Difersivikasi yang dilakukan oleh pemerintah Indonesia dengan memberikan akses kepada produk China baik yang dilakukan secara berkala maupun besar-besaran untuk menembus pasar domestik Indonesia dianggap telah mengkhianati perjanjian dagang dengan AS. Adapun kerugian dagang AS yang selama ini digambar-gemborkan di media massa merupakan salah satu cara untuk menekan dunia dan pemerintah Indonesia secara politis agar tidak lagi tergantung terhadap China.
Meski AS memenangi gugatan di WTO, proses pengenaan sanksi dagang ini diproyeksi akan memakan waktu cukup lama karena Indonesia akan mengajukan banding kembali.
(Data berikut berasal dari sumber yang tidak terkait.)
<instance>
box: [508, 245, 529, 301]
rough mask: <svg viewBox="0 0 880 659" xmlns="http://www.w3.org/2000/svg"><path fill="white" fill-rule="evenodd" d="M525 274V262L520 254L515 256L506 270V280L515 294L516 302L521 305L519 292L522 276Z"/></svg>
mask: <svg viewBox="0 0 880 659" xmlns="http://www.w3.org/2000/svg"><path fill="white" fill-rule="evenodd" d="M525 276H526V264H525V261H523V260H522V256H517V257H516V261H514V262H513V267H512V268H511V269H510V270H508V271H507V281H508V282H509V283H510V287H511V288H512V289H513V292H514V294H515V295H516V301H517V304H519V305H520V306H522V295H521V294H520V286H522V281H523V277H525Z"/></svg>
Kasus ini akan terus berlanjut lantaran kemungkinan besar pemerintah Indonesia akan melakukan banding terhadap sanksi yang diajukan oleh AS di WTO. Berbeda dengan AS, Selandia Baru belum memunculkan tanda-tanda untuk mengajukan klaim ganti-rugi kepada Indonesia, meskipun gugatannya menang di WTO.